Moved a rank of firewood today to a shed beside the driveway for easy access when the snow flies, as it was previously stacked at a place that got good sun and air movement, but would be hard to wheelbarrow to the porch in snow without considerable work. Standing dead Red oak cut in winter 2020. First picture shows weight when first CSS, and subsequent weights. Not easy to read so: 2-27-20 7.5 lbs 5-15-20 6.0 lbs 8-25-20 5.5 lbs 11-30-23 5.5 lbs Apparently it was ready to burn in the winter of 2020 as it did not lose any more weight since. Interesting but not surprising. I used to just track wood moisture that way, with weighing, but I just split and checked it with a moisture meter I recently purchased (which you FHC guys shamed me into getting), and it read 9.8%. Bring on the cold!!
Being dead standing I'm not surprised at all that it reached peak dryness in 6 months. Oak is funny like that. Sometimes 6 months is enough, sometimes 3 years isn't enough. Each batch CSS'd needs to be considered individually, and the chart that says 3 years needs to be taken as a general guideline and not gospel.
Depends where you are, but I agree, November in PA, probably more like 15%. Either way, ready to burn.
Standing dead & the state of decay = huge factor in dry times IME. What’s in my basement stacks now is reading very low. The dead standing chestnut oak I’ve been cutting & processing is drying very fast too.
Out here, it's common for outside humidity to be 10-15%. If I cut wood on Friday, Saturday I can hear the ends of the wood checking in the sun.
I've found that storage location can be a huge factor. I'm right beside a large river and the humidity reflects that...as well as drying time. As such I have started to keep stacks up on the hill in the woods ~300ft higher elevation, where it seems to dry much better even under canopy.
Good sun and wind exposure speeds drying up a lot. Wood sheds are great and all but in many climates, they slow the drying process down.
This helps 'kinda' prove a theory I've had for decades..... The Amish and old farmers around here still 'divorce' standing oak trees they intend on culling for firewood. They leave them stand for several years, then I see them cutting them down and processing them only months before they use them. Gravity seemingly plays a role in the tree excreting its moisture. To an extent. The thicker sections (trunks) will still have moisture but it seems to season off quickly when split and stacked. The longer the tree stands (bark and sapwood decaying off) the better it seasons. Just an observation from my angle. I've got a handful of bog, lightning-struck white oaks on the neighbors farm that have been dead for several years, I'll do some preliminary tests on them when I get to cutting them this winter. Maybe we will do a thread and video on the subject?

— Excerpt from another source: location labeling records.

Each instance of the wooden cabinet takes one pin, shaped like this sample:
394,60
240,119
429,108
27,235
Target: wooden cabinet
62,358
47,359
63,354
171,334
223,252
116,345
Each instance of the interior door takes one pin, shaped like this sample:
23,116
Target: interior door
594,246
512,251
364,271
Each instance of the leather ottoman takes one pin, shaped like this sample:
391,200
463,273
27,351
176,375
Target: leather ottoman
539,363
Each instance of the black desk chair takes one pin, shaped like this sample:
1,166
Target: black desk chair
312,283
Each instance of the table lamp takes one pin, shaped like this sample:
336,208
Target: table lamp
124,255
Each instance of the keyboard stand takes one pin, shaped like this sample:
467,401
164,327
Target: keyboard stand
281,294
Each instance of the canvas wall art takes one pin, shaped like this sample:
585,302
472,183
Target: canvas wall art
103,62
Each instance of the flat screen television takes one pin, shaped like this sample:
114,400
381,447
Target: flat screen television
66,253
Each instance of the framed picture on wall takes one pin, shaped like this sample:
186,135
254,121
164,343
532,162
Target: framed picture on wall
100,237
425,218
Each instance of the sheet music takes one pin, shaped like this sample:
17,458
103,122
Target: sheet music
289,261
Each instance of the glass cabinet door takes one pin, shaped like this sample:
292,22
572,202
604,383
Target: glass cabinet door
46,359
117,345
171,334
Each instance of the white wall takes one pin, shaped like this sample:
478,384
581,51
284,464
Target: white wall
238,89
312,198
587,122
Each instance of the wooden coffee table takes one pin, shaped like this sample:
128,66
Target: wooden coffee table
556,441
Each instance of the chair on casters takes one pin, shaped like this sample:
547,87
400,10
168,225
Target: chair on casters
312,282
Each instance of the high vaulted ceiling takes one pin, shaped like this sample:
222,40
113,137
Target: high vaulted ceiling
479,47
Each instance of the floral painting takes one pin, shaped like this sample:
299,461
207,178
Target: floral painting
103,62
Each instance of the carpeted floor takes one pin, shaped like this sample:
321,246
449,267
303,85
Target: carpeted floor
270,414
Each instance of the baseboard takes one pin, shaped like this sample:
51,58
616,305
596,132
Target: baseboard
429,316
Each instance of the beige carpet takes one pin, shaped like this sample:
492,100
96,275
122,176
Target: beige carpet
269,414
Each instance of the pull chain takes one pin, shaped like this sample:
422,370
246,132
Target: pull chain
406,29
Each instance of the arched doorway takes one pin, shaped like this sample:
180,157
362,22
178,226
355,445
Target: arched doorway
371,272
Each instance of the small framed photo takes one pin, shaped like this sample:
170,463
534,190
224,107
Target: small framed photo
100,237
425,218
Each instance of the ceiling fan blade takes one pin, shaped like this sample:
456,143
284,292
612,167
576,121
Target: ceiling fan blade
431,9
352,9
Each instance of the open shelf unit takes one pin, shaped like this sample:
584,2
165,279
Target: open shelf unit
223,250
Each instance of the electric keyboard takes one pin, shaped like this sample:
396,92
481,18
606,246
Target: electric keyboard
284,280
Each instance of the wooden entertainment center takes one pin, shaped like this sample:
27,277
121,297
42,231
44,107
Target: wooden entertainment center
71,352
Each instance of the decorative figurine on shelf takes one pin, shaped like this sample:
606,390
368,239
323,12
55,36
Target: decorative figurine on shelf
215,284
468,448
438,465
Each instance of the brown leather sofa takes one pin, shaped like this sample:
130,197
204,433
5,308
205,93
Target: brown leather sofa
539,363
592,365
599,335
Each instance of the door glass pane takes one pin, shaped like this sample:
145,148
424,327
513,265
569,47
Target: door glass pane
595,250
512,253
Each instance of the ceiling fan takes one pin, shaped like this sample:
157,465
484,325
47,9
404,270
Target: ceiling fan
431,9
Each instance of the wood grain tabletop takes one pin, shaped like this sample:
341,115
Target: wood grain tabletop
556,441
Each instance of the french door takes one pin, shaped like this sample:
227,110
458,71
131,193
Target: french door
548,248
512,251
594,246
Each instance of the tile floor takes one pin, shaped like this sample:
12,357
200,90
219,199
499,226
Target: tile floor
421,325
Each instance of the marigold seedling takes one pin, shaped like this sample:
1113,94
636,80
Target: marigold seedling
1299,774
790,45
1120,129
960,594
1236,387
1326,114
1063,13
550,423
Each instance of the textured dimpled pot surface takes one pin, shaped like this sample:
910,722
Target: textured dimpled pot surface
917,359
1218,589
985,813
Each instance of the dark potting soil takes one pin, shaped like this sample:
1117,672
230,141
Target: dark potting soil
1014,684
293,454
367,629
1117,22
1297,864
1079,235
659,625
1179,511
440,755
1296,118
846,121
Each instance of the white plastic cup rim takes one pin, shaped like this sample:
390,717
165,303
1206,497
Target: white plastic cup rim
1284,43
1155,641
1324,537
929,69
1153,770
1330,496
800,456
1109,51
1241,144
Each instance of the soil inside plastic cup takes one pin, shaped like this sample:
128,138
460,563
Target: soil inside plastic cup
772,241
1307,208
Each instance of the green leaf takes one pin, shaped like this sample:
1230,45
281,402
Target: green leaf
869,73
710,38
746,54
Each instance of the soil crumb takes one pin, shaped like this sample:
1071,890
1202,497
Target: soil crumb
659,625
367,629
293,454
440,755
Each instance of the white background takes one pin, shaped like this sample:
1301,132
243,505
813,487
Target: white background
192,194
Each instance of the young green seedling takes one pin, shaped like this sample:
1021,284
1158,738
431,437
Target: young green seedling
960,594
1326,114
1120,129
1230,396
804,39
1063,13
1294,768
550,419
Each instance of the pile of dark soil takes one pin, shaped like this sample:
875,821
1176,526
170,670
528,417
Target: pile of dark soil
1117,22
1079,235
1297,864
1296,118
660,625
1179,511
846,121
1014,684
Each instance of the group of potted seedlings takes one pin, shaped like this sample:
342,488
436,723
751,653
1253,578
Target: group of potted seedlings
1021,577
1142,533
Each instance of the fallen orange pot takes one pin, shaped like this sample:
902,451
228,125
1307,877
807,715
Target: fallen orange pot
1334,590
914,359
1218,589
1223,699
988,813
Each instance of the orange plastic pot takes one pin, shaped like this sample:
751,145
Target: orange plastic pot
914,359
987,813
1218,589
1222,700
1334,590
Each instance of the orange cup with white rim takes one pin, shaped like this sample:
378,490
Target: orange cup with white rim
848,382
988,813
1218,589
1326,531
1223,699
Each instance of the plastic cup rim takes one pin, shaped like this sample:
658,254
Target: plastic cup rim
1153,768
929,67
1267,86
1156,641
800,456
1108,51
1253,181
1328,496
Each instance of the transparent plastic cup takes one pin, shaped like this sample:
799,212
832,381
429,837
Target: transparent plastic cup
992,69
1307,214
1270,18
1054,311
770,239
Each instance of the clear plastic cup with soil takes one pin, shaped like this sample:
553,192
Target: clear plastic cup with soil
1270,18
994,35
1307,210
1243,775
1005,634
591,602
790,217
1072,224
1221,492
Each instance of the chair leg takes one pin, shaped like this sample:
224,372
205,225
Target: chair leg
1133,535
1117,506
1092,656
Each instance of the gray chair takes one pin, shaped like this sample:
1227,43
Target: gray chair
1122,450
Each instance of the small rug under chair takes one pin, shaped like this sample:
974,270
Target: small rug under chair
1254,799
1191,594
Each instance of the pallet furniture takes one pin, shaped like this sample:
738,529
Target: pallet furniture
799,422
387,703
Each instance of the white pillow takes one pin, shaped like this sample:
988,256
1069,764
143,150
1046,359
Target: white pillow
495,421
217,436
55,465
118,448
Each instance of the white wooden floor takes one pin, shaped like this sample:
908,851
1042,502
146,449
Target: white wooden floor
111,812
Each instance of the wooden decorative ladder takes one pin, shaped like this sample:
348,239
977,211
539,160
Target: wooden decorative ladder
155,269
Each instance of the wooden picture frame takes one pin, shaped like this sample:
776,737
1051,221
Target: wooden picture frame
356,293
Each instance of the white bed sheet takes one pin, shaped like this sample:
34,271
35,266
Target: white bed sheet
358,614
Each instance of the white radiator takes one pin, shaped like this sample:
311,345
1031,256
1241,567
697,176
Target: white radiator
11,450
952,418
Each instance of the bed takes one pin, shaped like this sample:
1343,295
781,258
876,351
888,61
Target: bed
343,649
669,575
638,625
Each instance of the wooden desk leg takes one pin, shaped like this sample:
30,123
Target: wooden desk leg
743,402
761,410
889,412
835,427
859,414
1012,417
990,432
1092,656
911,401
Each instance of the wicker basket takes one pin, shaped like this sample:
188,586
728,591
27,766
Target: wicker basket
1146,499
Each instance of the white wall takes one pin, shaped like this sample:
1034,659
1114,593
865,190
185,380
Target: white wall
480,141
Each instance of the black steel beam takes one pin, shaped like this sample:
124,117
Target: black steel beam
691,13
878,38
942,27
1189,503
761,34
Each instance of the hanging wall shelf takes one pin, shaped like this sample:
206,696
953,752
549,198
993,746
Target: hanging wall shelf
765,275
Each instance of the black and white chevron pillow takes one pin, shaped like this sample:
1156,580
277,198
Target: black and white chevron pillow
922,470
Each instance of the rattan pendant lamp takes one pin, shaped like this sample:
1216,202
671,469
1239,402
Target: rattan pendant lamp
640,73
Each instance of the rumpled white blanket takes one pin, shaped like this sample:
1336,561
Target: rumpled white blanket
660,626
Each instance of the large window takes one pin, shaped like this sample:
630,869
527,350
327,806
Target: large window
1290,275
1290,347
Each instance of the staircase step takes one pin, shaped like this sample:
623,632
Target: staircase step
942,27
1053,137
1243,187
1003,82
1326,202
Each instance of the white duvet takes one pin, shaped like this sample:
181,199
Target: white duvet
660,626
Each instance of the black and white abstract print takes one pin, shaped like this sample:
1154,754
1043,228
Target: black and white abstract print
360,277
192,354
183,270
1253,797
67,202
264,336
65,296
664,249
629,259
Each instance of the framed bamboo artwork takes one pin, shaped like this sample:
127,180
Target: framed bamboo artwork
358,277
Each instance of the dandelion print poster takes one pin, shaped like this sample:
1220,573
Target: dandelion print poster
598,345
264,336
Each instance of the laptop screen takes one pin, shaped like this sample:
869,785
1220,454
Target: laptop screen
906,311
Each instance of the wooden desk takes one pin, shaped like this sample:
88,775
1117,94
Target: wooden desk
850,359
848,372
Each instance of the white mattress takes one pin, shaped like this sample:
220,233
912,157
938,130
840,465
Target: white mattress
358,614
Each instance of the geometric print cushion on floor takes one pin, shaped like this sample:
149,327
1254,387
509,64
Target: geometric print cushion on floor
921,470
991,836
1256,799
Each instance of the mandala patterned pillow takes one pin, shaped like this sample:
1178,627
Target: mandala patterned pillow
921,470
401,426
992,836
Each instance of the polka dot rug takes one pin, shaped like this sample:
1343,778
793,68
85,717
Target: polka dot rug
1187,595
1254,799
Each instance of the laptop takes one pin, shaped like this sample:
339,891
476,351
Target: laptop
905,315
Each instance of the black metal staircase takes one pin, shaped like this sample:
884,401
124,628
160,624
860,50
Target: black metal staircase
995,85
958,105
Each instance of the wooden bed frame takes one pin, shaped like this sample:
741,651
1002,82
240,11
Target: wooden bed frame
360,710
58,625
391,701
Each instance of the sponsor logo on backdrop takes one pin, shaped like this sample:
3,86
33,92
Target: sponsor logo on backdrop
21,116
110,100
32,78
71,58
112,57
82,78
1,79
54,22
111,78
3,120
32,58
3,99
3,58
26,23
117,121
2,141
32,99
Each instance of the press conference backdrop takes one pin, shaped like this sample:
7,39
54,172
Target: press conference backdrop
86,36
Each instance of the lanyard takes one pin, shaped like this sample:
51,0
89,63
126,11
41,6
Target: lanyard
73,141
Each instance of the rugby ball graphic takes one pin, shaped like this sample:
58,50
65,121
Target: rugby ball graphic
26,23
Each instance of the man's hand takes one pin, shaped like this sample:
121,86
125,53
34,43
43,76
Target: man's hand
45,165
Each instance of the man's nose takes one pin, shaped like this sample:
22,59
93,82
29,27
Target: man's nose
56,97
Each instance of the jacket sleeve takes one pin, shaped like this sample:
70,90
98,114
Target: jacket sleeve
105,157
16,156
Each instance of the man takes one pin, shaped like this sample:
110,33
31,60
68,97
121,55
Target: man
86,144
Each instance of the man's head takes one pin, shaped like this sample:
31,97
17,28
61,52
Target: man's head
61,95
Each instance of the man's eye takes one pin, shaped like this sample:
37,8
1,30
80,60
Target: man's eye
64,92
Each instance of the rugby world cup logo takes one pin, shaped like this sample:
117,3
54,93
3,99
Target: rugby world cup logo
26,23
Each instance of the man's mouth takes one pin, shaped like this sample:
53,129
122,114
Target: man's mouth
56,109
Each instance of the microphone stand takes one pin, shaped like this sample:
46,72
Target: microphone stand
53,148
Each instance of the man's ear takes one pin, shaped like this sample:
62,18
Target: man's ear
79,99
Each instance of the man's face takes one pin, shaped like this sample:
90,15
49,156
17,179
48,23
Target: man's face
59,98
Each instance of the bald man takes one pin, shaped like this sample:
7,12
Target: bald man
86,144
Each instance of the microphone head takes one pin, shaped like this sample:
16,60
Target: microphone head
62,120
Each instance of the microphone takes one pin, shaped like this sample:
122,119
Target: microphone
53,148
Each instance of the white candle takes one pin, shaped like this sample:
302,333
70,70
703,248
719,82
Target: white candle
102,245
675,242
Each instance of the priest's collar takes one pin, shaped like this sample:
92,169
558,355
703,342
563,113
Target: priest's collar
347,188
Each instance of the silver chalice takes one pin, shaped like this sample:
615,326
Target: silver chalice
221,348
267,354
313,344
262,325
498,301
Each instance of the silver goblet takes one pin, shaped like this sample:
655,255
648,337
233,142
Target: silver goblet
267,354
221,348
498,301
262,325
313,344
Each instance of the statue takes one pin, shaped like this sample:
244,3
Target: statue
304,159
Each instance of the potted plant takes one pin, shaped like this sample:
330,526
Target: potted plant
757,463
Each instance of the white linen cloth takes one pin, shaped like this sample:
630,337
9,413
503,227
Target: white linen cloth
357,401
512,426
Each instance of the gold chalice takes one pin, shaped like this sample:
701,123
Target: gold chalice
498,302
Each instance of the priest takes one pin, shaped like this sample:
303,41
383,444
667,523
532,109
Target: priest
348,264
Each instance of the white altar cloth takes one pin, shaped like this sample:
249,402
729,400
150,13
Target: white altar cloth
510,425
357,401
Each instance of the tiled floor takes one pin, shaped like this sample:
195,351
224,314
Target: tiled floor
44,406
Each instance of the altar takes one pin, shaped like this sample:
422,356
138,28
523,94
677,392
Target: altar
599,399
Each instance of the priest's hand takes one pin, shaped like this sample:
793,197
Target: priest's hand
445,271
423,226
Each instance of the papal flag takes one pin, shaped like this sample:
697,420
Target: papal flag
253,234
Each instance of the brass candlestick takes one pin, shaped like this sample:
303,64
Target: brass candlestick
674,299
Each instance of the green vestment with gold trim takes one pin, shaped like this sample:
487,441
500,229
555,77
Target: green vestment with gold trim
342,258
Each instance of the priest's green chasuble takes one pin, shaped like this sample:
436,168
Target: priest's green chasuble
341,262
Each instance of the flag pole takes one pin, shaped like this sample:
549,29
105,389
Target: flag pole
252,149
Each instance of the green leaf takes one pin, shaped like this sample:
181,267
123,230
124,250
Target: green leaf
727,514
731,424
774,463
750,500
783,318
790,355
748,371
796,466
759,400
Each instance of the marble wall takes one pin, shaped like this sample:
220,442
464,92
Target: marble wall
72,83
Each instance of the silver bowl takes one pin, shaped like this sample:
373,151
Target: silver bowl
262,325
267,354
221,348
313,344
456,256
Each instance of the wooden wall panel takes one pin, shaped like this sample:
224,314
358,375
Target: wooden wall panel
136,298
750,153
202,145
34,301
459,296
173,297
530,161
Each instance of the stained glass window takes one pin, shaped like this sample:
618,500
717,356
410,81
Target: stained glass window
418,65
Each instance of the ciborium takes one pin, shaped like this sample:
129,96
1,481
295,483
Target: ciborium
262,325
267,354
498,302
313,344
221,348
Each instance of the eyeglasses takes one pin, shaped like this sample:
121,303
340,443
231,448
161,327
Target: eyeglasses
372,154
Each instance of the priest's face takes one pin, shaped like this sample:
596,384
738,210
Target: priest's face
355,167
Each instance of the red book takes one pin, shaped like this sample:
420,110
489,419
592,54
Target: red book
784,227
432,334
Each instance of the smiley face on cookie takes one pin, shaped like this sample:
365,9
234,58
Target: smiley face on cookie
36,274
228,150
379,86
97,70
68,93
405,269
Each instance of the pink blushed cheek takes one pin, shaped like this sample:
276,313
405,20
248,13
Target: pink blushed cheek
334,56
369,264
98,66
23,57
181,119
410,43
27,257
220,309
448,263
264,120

I have had similar experiences to what Zack323 has noted. I've never "heard" the wood checking, but I have seen it happen over the course of just a couple of days. Standard conditions in my part of the world are extremely low RH and high sustained winds (similar to Wyoming I suspect). It's a miracle any trees can grow at all. I've learned a lot from this forum, but drying times are absolutely something I've had to sort out for myself and just make mental notes on as I go along with regards to species. Experience has been the better teacher in resolving this very specific quandary. Everyone's conditions are unique, and like jrider points out a wood shed would probably slow down someone in my situation. I throw tarps on as many of the stacks as I can when rain or snow is forecast, but that's so uncommon as to be a rare concern. And I don't actually top cover with the tarps, I sort of throw them on the side the wind is coming from and they flop a little over the top. But the precipitation never comes straight down so some creative tarp placement is required, or the rain/snow would just blow into the stacks anyway. Before anyone finds this to be more of a brag than simple commentary based on limited experience, those same conditions that seem to dry wood so efficiently put my stacking skills to the absolute test. I fail the test more often than I pass given the number of times I'm picking splits up off the ground. I'm almost to the point where I just want to make loose piles on top of pallets and call it good. I can't keep my wood upright any longer than an old man without a little blue pill.
That would be a fantastic thread and video to have on the topic. I do think the Amish are on to something there. I go after dead oak almost exclusively for this reason. I've seen time and time again that dead oaks even when wet, give up their MC very quickly. My first year on this forum I cut over a cord of long-dead, mushroom covered oak in May-June and my uncle and I were both burning it the following January-February. Not a single piece had any water boiling out of the ends. I was dumbfounded but it made a believer out of me.
This echoes my experience with red and white oak dead standing die-offs from caterpillar stresses in the last two decades. Dead standing oaks can be a good source of "need it now" firewood - just get the trunk cut, split, stacked ASAP and use the tops of the tree now. I've had some heartwood standing for a long, long time that made for some really nice firewood.
Likewise, have used and depended on standing dead gypsy moth...oops, I mean spongy moth killed oak for 40 years.